I have a Terraform module, which we'll call parent and a child module used inside of it that we'll refer to as child. The goal is to have the child module run the provisioner before the kubernetes_deployment resource is created. Basically, the child module builds and pushes a Docker image. If the image is not already present, the kubernetes_deployment will wait and eventually timeout because there's no image for the Deployment to use for creation of pods. I've tried everything I've been able to find online, output variables in the child module, using depends_on in the kubernetes_deployment resource, etc and have hit a wall. I would greatly appreciate any help!
parent.tf
module "child" {
source = ".\\child-module-path"
...
}
resource "kubernetes_deployment" "kub_deployment" {
...
}
child-module-path\child.tf
data "external" "hash_folder" {
program = ["powershell.exe", "${path.module}\\bin\\hash_folder.ps1"]
}
resource "null_resource" "build" {
triggers = {
md5 = data.external.hash_folder.result.md5
}
provisioner "local-exec" {
command = "${path.module}\\bin\\build.ps1 ${var.argument_example}"

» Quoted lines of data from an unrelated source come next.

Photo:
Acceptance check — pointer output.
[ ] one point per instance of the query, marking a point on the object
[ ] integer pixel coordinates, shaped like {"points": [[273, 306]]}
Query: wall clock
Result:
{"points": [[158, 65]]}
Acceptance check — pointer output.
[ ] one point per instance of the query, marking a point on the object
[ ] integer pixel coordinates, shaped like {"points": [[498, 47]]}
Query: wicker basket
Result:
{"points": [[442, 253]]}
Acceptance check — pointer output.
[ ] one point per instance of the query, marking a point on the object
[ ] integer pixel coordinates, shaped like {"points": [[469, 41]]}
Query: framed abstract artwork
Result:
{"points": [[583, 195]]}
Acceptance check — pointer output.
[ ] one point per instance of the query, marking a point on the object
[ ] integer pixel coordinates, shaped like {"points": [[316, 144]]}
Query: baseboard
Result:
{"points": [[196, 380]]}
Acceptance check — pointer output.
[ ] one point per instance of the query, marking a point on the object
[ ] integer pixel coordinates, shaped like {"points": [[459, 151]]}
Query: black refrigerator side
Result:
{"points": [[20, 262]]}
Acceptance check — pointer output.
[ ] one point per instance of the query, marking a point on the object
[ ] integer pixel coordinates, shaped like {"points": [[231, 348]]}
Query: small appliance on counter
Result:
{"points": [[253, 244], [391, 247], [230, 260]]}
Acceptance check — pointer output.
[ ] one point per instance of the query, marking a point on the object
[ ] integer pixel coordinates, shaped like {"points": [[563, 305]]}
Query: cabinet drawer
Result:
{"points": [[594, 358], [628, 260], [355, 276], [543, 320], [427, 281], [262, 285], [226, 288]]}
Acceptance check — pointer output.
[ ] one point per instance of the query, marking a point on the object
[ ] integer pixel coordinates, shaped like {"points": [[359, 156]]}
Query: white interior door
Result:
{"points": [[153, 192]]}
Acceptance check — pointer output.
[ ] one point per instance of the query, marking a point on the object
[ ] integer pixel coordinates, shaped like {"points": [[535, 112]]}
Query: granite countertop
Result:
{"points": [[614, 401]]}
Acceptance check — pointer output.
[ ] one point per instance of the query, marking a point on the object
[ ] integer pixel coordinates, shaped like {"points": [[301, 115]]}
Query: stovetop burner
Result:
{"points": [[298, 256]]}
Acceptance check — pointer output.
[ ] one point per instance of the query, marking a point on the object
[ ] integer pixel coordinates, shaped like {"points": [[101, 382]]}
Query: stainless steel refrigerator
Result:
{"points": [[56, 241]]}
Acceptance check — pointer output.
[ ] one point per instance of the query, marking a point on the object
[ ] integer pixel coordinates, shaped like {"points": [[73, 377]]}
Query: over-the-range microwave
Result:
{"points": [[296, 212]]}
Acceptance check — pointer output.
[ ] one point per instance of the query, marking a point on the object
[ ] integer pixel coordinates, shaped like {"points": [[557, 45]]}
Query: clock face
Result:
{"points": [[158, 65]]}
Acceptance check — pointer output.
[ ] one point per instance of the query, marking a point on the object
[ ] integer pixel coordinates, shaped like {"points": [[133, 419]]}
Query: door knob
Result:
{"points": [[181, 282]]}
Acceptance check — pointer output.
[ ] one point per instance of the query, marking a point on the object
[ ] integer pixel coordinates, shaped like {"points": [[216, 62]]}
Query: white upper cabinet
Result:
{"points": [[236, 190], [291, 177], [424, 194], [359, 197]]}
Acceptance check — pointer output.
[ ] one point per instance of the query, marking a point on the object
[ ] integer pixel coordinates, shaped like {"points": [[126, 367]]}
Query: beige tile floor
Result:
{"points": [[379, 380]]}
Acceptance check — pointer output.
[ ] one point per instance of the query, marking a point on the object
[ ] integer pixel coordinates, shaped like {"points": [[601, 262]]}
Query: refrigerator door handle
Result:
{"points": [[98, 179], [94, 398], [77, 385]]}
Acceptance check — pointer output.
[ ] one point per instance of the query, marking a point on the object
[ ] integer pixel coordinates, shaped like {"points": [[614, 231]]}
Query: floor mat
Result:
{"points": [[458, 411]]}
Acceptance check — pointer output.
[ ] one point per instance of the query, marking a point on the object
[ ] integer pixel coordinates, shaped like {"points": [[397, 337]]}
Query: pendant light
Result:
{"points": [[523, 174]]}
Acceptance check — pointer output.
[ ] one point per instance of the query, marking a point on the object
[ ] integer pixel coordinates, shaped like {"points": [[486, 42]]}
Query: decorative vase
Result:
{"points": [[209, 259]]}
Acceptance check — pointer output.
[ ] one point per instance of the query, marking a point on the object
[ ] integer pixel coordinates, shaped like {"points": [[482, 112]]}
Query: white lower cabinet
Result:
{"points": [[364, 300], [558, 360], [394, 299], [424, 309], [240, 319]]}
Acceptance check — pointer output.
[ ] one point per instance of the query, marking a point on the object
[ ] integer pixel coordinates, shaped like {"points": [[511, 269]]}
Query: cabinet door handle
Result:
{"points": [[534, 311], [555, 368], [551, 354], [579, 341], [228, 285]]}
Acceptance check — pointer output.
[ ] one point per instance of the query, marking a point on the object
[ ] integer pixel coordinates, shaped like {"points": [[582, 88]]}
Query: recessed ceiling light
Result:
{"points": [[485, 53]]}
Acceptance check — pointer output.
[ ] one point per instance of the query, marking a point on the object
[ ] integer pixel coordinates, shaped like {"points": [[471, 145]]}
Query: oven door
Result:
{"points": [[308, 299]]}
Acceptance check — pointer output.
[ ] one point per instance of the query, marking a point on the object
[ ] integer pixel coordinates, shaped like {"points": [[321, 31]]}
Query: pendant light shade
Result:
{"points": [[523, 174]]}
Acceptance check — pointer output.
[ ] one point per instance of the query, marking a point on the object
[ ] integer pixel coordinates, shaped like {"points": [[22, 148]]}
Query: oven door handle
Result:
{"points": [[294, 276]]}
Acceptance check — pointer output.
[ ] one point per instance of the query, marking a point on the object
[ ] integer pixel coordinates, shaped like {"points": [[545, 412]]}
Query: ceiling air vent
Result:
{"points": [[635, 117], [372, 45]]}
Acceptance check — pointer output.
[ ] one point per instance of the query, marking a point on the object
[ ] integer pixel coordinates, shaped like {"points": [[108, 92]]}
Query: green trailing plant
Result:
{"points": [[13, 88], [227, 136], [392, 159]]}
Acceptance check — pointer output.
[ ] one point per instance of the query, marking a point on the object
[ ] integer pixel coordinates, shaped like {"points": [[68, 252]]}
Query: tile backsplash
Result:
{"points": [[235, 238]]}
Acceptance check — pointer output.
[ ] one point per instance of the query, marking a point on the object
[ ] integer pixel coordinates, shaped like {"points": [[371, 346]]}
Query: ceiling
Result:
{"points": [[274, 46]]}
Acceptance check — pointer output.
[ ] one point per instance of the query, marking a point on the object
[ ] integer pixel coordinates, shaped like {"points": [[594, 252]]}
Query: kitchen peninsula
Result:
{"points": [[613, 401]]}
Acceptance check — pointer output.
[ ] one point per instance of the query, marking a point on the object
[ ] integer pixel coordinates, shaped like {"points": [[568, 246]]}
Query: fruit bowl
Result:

interpreter = ["powershell.exe"]
}
}
Example Terraform error output:
module.parent.kubernetes_deployment.kub_deployment: Still creating... [10m0s elapsed]
Error output:
Error: Waiting for rollout to finish: 0 of 1 updated replicas are available...
In your child module, declare an output value that depends on the null resource that has the provisioner associated with it:
output "build_complete" {
# The actual value here doesn't really matter,
# as long as this output refers to the null_resource.
value = null_resource.build.triggers.md5
}
Then in your "parent" module, you can either make use of module.child.build_complete in an expression (if including the MD5 string in the deployment somewhere is useful), or you can just declare that the resource depends on the output.
resource "kubernetes_deployment" "example" {
depends_on = [module.child.build_complete]
...
}
Because the output depends on the null_resource and the kubernetes_deployment depends on the output, transitively the kubernetes_deployment now effectively depends on the null_resource, creating the ordering you wanted.